# Reinforcement Learning with Knowledge Shaping (RL-KS)
## Comprehensive Analysis and Results

**Project Team:**
- Charith Kapuluru
- Bhargav Reddy Alimili
- Karthik Saraf
- Sreekanth Taduru
- Himesh Chander Addiga

This notebook presents the complete analysis of our experiments comparing baseline Reinforcement Learning (RL) with Reinforcement Learning with Knowledge Shaping (RL-KS).

In [None]:
import sys
import os
sys.path.append('src')

import numpy as np
import matplotlib.pyplot as plt
import pickle
from IPython.display import Image, display

# Set plot style
plt.style.use('seaborn-v0_8-darkgrid')
%matplotlib inline

## 1. Introduction

### Problem Statement
Reinforcement Learning is powerful but slow to learn new tasks from scratch. Transfer learning through knowledge shaping can accelerate learning by incorporating prior knowledge from related source tasks.

### Approach
We implemented:
1. **Baseline Q-Learning**: Standard tabular Q-learning agent
2. **RL-KS**: Q-learning enhanced with knowledge shaping from a source task

### Hypothesis
RL-KS should demonstrate faster convergence and/or better sample efficiency compared to baseline RL by leveraging prior knowledge.

## 2. Experimental Setup

### Environments
1. **GridWorld**: Discrete navigation task (5×5 grid)
   - Source task: Specific obstacle configuration
   - Target task: Different obstacle configuration (similar structure)

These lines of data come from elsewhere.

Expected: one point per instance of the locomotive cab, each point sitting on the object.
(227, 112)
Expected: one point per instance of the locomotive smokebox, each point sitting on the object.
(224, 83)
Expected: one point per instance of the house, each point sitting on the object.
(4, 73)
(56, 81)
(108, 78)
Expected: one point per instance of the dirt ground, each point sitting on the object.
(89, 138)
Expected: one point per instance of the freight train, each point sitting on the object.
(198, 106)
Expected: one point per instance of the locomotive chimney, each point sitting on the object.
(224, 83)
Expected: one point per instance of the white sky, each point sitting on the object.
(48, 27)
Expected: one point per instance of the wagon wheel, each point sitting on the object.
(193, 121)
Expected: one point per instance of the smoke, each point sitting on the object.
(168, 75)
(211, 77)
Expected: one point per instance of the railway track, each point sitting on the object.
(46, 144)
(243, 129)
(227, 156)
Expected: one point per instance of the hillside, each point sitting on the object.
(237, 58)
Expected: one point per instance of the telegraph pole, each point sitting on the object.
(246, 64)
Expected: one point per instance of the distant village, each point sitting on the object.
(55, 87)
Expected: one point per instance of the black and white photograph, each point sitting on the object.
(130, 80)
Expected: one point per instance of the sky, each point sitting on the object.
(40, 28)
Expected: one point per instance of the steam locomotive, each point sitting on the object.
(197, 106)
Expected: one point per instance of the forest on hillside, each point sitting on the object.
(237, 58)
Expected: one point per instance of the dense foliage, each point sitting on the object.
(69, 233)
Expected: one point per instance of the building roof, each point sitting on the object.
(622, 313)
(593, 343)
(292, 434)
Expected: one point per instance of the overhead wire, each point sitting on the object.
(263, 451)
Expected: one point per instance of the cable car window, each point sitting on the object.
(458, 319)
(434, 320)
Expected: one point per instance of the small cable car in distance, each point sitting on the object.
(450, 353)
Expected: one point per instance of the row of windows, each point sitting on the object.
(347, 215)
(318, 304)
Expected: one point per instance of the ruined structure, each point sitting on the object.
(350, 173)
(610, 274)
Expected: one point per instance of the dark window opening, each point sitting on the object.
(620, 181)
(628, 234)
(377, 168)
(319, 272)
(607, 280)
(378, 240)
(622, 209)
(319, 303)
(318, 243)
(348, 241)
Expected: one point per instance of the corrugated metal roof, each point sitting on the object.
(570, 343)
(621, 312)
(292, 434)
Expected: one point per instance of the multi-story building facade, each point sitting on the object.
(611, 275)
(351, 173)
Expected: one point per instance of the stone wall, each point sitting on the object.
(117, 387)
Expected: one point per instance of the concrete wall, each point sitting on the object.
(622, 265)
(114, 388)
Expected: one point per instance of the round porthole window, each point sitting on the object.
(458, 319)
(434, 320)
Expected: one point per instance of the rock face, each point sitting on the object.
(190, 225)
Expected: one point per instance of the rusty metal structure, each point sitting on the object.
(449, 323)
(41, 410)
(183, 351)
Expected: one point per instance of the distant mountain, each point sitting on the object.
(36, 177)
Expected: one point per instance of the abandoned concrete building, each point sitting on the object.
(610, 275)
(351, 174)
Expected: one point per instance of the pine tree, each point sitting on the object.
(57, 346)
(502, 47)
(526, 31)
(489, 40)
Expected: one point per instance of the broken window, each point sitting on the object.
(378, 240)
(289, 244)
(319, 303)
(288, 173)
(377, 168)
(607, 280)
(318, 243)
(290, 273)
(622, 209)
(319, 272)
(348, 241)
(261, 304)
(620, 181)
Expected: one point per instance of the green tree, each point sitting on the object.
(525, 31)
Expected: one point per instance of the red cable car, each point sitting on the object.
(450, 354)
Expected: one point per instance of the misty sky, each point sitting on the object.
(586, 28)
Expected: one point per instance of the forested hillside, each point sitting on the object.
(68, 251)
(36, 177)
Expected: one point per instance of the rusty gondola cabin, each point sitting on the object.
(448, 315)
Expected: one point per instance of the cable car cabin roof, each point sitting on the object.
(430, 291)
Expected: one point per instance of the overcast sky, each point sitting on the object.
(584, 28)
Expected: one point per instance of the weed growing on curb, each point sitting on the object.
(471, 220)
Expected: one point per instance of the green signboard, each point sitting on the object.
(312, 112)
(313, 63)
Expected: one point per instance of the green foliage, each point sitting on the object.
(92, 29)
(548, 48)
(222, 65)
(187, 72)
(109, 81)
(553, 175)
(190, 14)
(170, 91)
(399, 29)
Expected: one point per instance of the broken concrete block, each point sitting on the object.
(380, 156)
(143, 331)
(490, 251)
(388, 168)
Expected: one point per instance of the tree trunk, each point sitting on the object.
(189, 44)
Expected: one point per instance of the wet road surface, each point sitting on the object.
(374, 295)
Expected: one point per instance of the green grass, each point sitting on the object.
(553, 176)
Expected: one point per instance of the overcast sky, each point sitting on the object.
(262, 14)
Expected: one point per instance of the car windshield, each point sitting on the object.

2. **CartPole**: Classic control task with discretized state space
   - Source task: Coarse-grained discretization (4×4×4×4)
   - Target task: Fine-grained discretization (6×6×6×6)

### Hyperparameters
- Learning rate (α): 0.1
- Discount factor (γ): 0.99
- Initial epsilon (ε): 1.0
- Epsilon decay: 0.995
- Minimum epsilon: 0.01
- Knowledge shaping weight (λ): 0.5 (GridWorld), 0.3 (CartPole)

## 3. GridWorld Experiment Results

In [None]:
# Load GridWorld results
with open('results/gridworld_results.pkl', 'rb') as f:
    gridworld_results = pickle.load(f)

gw_training = gridworld_results['training_results']
gw_eval = gridworld_results['eval_results']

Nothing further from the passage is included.